K+S NitrogenK+S Nitrogen

L’ENVIRONNEMENT > Les engrais minéraux au service de la fertilisation raisonnée

Depuis ces dernières années, la généralisation du raisonnement de la fertilisation a pu se faire grâce au développement d’outils d’aide à la décision et de produits adaptés.

L’agriculteur d’aujourd’hui dispose désormais de toute une panoplie d’outils qui lui sont d’une grande utilité et ce, pour plusieurs raisons :

  • ces outils diminuent les incertitudes et permettent d’optimiser l’emploi des fertilisants.
  • ils sont agronomiquement validés et reconnus par la profession et les filières.

Les caractéristiques physico-chimiques des engrais de K+S Nitrogen sont adaptées aux besoins, aux techniques de production et d’épandage les plus modernes (granulométrie, dureté, densité, solubilité etc...). L’objectif est de permettre à l’agriculteur d’épandre de façon homogène la dose calculée de fertilisants de manière à éviter ainsi les excès ou les carences.

Application du cadre d'évaluation aux cultures

Les principales caractéristiques révélatrices de la nécessité d'un apport de soufre sont résumées et évaluées par l'attribution d'un certain nombre de points. L'évaluation est pondérée en fonction de l'importance des différents facteurs d'influence.

Procédure

  1. Evaluation de chacune des caractéristiques d'une exploitation.
  2. Report dans la colonne ‹‹Points›› du nombre de points attribués.
  3. Après évaluation de toutes les caractéristiques, totalisation des points.
  4. Conclusion en fonction du nombre qui en résulte.
Pour les Cultures
Evaluation
De 16 à 29 Points d'évaluation : la probabilité d'une carence en soufre est élevée et un apport de soufre par épandage de Basammon 26% Sest nécessaire.
De 30 à 37 Points d'évaluation : les cultures doivent faire l'objet d'une étroite surveillance (cultures agricoles : surtout le colza) une fertilisation avec Basammon 26% S est recommandée.
De 38 à 47              Points d'évaluation : il n'y a pas lieu de craindre une carence en soufre actuellement.

Explication des caractéristiques

Caractéristiques du site

  • Type de sol, teneur en humus, espace d'enracinement disponible
    La nature du sol d'une parcelle permet d'évaluer le risque de migration du soufre vers les couches plus profondes après de fortes précipitations.

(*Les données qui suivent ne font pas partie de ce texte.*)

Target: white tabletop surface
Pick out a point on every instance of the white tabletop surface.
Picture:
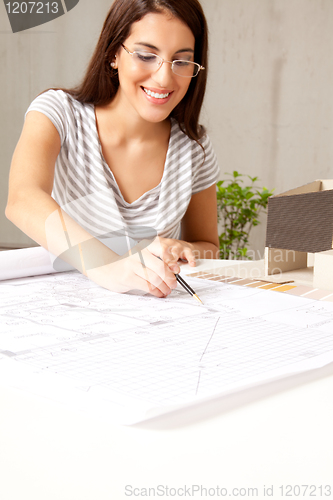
(273, 436)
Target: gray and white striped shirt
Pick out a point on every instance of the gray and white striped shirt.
(86, 189)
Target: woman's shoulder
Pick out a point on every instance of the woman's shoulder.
(57, 98)
(64, 111)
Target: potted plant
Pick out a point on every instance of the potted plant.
(238, 207)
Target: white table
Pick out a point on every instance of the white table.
(277, 435)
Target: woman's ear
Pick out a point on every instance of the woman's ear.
(113, 63)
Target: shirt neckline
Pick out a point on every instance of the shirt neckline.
(152, 191)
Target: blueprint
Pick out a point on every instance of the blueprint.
(136, 356)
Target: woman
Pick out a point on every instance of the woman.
(122, 158)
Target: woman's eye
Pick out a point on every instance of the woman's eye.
(145, 57)
(181, 64)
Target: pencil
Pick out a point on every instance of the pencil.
(187, 287)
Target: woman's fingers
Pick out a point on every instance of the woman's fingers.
(173, 250)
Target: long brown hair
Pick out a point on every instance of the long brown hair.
(100, 83)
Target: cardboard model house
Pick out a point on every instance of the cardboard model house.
(299, 222)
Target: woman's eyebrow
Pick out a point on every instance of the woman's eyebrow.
(150, 46)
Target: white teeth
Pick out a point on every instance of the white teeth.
(154, 94)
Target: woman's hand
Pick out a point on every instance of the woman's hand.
(142, 270)
(171, 251)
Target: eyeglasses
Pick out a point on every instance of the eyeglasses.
(153, 62)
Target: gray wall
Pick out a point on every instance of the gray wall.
(269, 104)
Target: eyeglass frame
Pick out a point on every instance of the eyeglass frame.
(165, 60)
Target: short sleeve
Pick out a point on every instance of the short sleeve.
(55, 104)
(205, 169)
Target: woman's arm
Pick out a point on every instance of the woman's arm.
(199, 232)
(199, 225)
(31, 208)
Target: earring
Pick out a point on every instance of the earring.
(113, 64)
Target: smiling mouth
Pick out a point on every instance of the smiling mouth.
(155, 94)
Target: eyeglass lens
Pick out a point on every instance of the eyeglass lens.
(153, 62)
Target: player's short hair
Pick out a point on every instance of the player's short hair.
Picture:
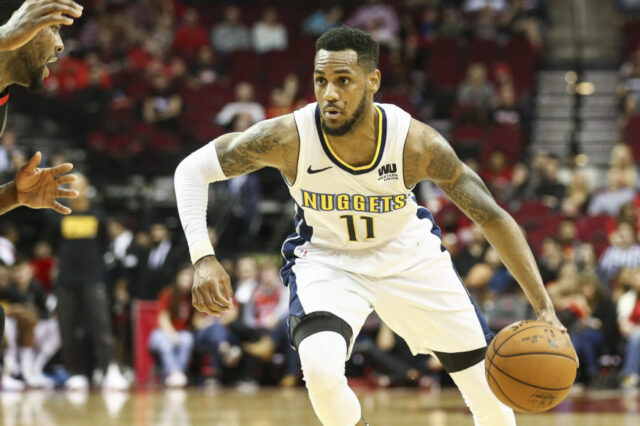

Le taux d'humus par contre est un critère d'éventuel réapprovisionnement en soufre provenant des substances organiques présentes dans le sol. L'espace d'enracinement disponible fournit un indice sur le volume d'enracinement dont dispose la plante.
  • Dégradations structurelles
    Des dégradations structurelles telles l'embourbement ou le compactage des sols et les semelles de labour entraînent une formation moindre de racines et réduisent donc également l'absorption d'éléments nutritifs par les racines.L'alimentation en éléments nutritifs à partir du sous-sol est limitée. Le risque d'une carence en soufre des sols dont la structure a été endommagée est donc plus probable que pour les sols dont la structure est intacte.
  • Le comportement du soufre quant à sa migration en profondeur étant similaire à celui de l'azote sous forme de nitrates, donne également un indice de faible taux de sulfate.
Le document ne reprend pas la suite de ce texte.